JP Morgan threatens small depositors
Well done to Ron Lieber for calling bullshit on Chase’s PR spin:
Chase sure doesn’t sound happy. In a remarkable display of staying on message, it gave the same comment last week when The Wall Street Journal, CNN Money and the trade publication US Banker asked it to explain the reasoning for the new monthly fees.
“We don’t want to raise fees on our customers,” a company spokesman said. “But unfortunately, regulation is forcing us to do it. And as a result, some customers may end up unbanked.”
This statement is striking for a number of reasons, and the eye-popping earnings the bank announced on Friday don’t exactly make the company more worthy of sympathy. So I’ve spent the last week trying to figure out why I was so sure I did not believe it the instant I read it.
As Ron says, the Chase statement is trivially false: of course Chase wants to raise fees on its customers. That’s what it always wants. It already has the maximum amount of US retail bank accounts that it’s allowed — which means that it can’t increase earnings by becoming so attractive that more and more people flock to it. Instead, it would rather increase earnings by steadily culling the least profitable parts of its customer base, and replacing them with richer and more profitable depositors.
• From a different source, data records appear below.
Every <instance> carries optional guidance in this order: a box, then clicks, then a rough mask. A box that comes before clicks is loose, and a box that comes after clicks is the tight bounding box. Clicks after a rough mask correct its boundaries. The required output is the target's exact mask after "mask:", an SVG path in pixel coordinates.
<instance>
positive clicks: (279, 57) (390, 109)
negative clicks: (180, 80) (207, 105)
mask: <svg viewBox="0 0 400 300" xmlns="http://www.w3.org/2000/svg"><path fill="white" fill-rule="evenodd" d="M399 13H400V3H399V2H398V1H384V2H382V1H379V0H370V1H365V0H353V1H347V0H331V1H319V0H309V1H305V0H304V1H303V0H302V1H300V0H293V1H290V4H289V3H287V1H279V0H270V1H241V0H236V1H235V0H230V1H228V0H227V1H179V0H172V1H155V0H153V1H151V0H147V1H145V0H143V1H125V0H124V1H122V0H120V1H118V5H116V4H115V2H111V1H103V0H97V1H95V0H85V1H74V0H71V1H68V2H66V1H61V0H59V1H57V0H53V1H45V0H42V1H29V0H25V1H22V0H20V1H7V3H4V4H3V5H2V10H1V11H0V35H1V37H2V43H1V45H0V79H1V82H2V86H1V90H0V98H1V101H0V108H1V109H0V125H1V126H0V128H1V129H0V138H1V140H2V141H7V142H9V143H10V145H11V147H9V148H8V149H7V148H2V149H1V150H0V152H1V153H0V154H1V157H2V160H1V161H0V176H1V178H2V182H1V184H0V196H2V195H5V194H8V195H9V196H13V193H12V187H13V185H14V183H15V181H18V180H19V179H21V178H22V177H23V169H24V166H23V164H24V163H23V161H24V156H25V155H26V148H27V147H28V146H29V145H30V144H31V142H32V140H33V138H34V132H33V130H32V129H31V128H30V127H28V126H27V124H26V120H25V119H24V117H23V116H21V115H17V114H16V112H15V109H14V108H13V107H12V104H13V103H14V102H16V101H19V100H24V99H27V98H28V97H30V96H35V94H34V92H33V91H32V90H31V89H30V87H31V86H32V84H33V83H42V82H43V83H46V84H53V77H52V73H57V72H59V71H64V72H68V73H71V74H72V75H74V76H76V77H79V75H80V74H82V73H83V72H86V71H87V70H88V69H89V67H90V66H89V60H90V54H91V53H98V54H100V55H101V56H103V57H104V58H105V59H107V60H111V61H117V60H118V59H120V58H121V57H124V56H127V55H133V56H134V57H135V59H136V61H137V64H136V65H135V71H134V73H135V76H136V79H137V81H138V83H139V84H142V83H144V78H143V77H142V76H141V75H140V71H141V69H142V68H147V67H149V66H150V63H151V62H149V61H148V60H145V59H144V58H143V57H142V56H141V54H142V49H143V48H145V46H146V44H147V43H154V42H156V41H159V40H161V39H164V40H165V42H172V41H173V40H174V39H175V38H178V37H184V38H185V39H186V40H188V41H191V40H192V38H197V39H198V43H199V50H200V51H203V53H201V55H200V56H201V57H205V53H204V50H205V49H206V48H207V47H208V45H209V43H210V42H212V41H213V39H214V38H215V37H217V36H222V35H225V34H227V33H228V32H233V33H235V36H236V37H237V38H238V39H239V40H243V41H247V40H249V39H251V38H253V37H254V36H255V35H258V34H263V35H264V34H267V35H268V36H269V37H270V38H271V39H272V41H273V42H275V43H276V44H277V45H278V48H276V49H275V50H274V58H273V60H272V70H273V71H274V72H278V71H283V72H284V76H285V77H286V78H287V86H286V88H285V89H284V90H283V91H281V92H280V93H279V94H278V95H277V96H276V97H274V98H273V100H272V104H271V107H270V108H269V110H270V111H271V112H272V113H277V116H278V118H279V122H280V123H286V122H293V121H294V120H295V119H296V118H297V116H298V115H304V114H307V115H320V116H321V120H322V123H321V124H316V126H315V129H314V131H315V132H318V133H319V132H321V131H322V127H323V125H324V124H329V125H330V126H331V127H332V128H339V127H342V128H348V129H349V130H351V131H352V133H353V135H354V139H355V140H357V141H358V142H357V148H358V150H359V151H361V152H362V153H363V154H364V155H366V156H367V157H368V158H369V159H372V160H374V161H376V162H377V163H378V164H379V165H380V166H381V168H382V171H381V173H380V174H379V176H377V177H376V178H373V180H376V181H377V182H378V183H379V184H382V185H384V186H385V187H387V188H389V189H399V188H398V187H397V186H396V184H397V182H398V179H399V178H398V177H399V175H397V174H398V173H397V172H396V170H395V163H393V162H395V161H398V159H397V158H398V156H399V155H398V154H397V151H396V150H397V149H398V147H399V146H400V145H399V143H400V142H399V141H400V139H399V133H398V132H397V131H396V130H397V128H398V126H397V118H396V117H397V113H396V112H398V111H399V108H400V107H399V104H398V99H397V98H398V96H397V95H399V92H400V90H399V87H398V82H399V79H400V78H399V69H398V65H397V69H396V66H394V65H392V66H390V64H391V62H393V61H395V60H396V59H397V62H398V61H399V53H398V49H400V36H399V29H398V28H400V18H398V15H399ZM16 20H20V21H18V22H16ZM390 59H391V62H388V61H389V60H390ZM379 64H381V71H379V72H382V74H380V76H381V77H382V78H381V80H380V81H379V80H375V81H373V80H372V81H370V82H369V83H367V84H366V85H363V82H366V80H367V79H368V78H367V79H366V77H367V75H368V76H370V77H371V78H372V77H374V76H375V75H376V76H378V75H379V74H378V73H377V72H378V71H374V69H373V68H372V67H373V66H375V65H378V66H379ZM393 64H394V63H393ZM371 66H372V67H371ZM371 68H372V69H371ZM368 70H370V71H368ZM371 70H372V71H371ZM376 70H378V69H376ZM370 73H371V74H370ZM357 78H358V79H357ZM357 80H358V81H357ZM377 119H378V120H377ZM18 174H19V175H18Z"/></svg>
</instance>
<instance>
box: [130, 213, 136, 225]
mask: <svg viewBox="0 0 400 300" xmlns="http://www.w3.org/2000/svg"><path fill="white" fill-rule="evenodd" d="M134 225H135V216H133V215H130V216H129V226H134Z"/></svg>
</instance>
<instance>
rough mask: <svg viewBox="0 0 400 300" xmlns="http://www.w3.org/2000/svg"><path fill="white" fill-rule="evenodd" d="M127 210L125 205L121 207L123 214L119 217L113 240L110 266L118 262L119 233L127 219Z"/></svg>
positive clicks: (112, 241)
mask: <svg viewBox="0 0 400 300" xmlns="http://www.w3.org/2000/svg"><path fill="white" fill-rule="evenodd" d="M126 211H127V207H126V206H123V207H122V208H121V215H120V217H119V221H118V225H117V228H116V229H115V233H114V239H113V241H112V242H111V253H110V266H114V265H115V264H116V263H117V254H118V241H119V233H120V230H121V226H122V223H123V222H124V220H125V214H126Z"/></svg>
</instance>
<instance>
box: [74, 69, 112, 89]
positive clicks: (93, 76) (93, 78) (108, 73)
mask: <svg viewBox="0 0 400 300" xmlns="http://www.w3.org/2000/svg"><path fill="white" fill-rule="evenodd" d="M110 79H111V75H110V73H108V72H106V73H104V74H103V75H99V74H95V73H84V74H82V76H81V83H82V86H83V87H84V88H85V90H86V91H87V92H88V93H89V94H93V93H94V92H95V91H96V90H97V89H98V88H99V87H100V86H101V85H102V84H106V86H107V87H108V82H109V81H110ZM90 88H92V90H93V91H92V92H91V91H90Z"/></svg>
JP Morgan Chase CEO Jamie Dimon and CFO Doug Braunstein said on their earnings call today that roughly 5% of bank customers “may be pushed out of the banking system” as a result of the Durbin Amendment on debit interchange. Ron says he “sincerely doubts” that’ll happen — but I take it more as a threat than a forecast. Banks can kick out any customers they like — even embassies. The not-so-subtle implication here is that if the Consumer Financial Protection Bureau starts getting all bleeding-heart on America’s biggest banks by asking them not to gouge their poorest customers, then just maybe those poorest customers might find themselves with no bank at all.
This is pretty evil, and I hope that the government doesn’t stand for it — especially when JP Morgan earned $17.4 billion this year. Is it fair to ask JP Morgan to use some tiny part of the profits from its investment banking, wealth management, and other businesses to cross-subsidise the cost of providing free banking for poorer customers? Frankly, yes, it is. It’s the least that they can do, given the billions they’re making from the Fed’s loose monetary policy and Treasury’s implicit backstop on the debts of too-big-to-fail institutions. But instead they’re pushing back, grubbing for every dollar they can extract from those who can least afford it. Shameful.